At the beginning of section 4 we analyzed the equation *x*^{4 }+ *x*^{2 }+ 1 = 0 after writing *x*^{4 }+ 1 = -*x*^{2} and "completing squares" in the sense that (*x*^{2 }+ 1)^{2 }= -*x*^{2 }+ 2*x*^{2}. Is it possible to extend this idea to all biquadratics whenever the transformation cannot be applied with ease? In his quest of a proof of the Fundamental Theorem of Algebra, Leonhard Euler (1707-1783) considered the equation *x*^{4 }+ *ax*^{2 }+ *b *= 0, where *a*^{2 }- 4*b* < 0 ([5], p. 364). The inequality *a*^{2} < 4*b* implies *a* <= |*a*| < 2√*b*, hence 2√*b *- *a* > 0. We have *x*^{4 }+ *b *= -*ax*^{2}, which is equivalent to (*x*^{2 }+ √*b*)^{2 }= -*ax*^{2 }+ 2√*b**x*^{2}. Therefore (*x*^{2 }+ √*b*)^{2 }= (*x*√(2√*b*-*a*)^{2}, which in turn leads to *x*^{2 }+ √*b *= *x*√(2√*b*-*a)* or *x*^{2 }+ √*b *= -*x*√(2√*b*-*a)*. The two quadratics provide the four solutions, real or complex, of *x*^{4 }+ *ax*^{2 }+ *b *= 0. We note that the expression *a*^{2 }- 4*b*, called the "discriminant" of the biquadratic, determines the path to be followed. We have succeeded in solving the most general biquadratic with real coefficients.

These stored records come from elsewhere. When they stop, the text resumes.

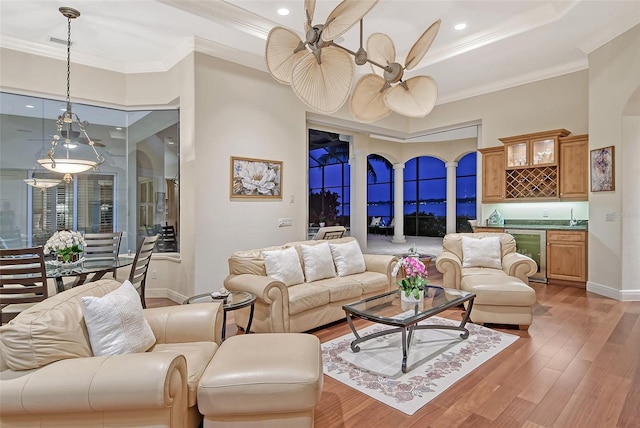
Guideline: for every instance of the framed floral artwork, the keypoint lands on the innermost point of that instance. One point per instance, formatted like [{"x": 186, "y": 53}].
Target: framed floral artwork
[
  {"x": 256, "y": 178},
  {"x": 602, "y": 169}
]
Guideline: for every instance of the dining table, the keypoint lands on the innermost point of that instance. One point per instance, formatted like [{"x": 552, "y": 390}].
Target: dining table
[{"x": 85, "y": 270}]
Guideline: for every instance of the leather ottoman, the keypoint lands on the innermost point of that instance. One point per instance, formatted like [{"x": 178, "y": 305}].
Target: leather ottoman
[
  {"x": 500, "y": 299},
  {"x": 263, "y": 380}
]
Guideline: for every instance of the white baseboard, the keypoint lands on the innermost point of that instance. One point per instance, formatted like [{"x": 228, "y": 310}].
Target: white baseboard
[
  {"x": 165, "y": 293},
  {"x": 613, "y": 293}
]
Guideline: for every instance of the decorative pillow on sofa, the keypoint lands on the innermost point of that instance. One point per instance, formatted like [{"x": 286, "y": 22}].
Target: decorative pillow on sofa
[
  {"x": 115, "y": 322},
  {"x": 283, "y": 265},
  {"x": 51, "y": 330},
  {"x": 348, "y": 258},
  {"x": 484, "y": 252},
  {"x": 318, "y": 262}
]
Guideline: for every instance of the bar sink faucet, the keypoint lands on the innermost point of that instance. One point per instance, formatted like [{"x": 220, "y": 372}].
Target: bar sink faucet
[{"x": 572, "y": 222}]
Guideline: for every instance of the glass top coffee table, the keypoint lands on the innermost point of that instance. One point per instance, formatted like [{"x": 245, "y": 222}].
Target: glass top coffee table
[{"x": 390, "y": 309}]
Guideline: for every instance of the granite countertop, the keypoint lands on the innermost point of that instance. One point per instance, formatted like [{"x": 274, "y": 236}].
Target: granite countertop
[{"x": 542, "y": 225}]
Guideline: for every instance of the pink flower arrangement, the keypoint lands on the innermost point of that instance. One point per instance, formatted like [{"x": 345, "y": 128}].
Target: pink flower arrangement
[{"x": 415, "y": 279}]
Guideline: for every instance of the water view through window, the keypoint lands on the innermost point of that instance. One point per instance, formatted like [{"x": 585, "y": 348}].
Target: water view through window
[{"x": 425, "y": 188}]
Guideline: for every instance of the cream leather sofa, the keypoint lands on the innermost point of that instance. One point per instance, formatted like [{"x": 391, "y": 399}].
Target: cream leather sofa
[
  {"x": 503, "y": 294},
  {"x": 306, "y": 305},
  {"x": 73, "y": 388}
]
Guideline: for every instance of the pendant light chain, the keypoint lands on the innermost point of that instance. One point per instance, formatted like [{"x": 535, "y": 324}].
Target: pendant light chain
[
  {"x": 69, "y": 165},
  {"x": 69, "y": 64}
]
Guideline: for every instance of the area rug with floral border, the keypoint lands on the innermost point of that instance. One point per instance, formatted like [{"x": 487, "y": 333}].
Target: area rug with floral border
[{"x": 436, "y": 360}]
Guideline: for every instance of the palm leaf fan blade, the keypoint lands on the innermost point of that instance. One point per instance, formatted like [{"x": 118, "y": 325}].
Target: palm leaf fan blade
[
  {"x": 345, "y": 16},
  {"x": 324, "y": 87},
  {"x": 309, "y": 8},
  {"x": 416, "y": 101},
  {"x": 421, "y": 46},
  {"x": 280, "y": 55},
  {"x": 380, "y": 49},
  {"x": 367, "y": 101}
]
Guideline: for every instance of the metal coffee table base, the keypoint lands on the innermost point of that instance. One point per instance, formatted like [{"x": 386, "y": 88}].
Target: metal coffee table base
[{"x": 406, "y": 338}]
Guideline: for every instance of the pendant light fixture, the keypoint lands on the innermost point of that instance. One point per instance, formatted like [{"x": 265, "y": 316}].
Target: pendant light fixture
[
  {"x": 67, "y": 165},
  {"x": 42, "y": 183}
]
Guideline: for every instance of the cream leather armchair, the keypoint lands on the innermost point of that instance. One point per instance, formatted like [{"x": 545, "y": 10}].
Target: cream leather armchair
[
  {"x": 154, "y": 388},
  {"x": 503, "y": 295}
]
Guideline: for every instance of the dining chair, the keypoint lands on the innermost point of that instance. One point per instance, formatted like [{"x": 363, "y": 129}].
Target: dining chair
[
  {"x": 138, "y": 274},
  {"x": 23, "y": 280},
  {"x": 102, "y": 245}
]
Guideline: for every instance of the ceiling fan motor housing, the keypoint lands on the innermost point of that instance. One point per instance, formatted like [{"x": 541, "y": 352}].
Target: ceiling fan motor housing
[{"x": 393, "y": 72}]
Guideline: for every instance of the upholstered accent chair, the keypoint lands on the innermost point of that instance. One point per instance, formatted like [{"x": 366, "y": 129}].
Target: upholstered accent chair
[{"x": 488, "y": 265}]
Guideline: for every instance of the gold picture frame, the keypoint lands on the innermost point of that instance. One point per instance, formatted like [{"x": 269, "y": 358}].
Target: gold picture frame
[
  {"x": 603, "y": 169},
  {"x": 255, "y": 178}
]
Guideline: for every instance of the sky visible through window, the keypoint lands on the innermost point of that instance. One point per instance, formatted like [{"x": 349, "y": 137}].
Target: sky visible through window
[{"x": 424, "y": 186}]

To illustrate the procedure let us analyze with care the equation *x*^{4 }+ 12 = 6*x*^{2}, one of Cardano's original equations that we mentioned in section 2. We note that its discriminant is negative, thus we write (*x*^{2}+√12)^{2 }= 6*x*^{2 }+ 2(√12)*x*^{2}, that is to say (*x*^{2 }+ √12)^{2 }= (√(6 + 2√12)*x*)^{2}. Hence *x*^{2 }+ √12 = √(6 + 2√12)*x* or *x*^{2 }+ √12 = -√(6+2√12)*x*. The first equation has the two complex solutions $${1\over 2}\sqrt{6+2\sqrt{12}}\pm i{1\over 2}\sqrt{2\sqrt{12}-6}$$ while the second equation has the two complex solutions $$-{1\over 2}\sqrt{6+2\sqrt{12}} \pm i{1\over 2}\sqrt{2\sqrt{12}-6}.$$ These are the four solutions of the given biquadratic in the complex field. Cardano was right in claiming that *x*^{4 }+ 12 = 6*x*^{2} has no solutions in the "real" realm, the only type acceptable to him and his contemporaries.